Consideration also needs to be made for future snags. Aspen snags remain standing for shorter periods than other species (Reynolds et al. 1985) and more high quality snags per hectare are needed to meet species requirements over time. Providing for the replacement of these snags by retaining live trees is critical to the conservation of snag dependent species (Gale 1973, Scott et al. 1980).
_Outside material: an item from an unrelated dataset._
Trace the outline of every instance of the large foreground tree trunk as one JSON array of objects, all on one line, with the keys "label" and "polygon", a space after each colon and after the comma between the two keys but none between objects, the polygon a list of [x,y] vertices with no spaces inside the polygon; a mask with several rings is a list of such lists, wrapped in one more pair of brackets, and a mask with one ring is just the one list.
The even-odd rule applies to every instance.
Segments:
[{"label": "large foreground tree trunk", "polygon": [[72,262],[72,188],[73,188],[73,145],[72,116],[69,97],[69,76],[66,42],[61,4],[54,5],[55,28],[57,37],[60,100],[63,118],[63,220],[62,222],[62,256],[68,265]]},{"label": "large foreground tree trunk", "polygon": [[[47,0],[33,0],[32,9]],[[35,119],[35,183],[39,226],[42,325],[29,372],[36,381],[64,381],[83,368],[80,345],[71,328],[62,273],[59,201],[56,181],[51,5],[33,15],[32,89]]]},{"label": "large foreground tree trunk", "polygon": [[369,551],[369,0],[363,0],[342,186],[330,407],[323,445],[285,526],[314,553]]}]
All snags and future snags (i.e. live trees) should be marked for their identification and protection.

Recommendations of this study are limited by several factors. First, the control area data provided no basis upon which to compare the use of snags in areas where no treatment had been applied. Furthermore, these stands were not of the same timber type as the clearcuts. Further research is needed to obtain this information. In addition, small sample sizes of snags and individual observations of bird species for general snag use provided the basis for recommendations. It was decided to survey a small sample of snags intensely rather than a large sample of snags occasionally. Furthermore, the 2 breeding seasons ofthis study are a very small window in time over the lifetime of snags. Snags are important during all seasons throughout the year. Further research should be conducted during each season in the effort to further evaluate and update the guideline.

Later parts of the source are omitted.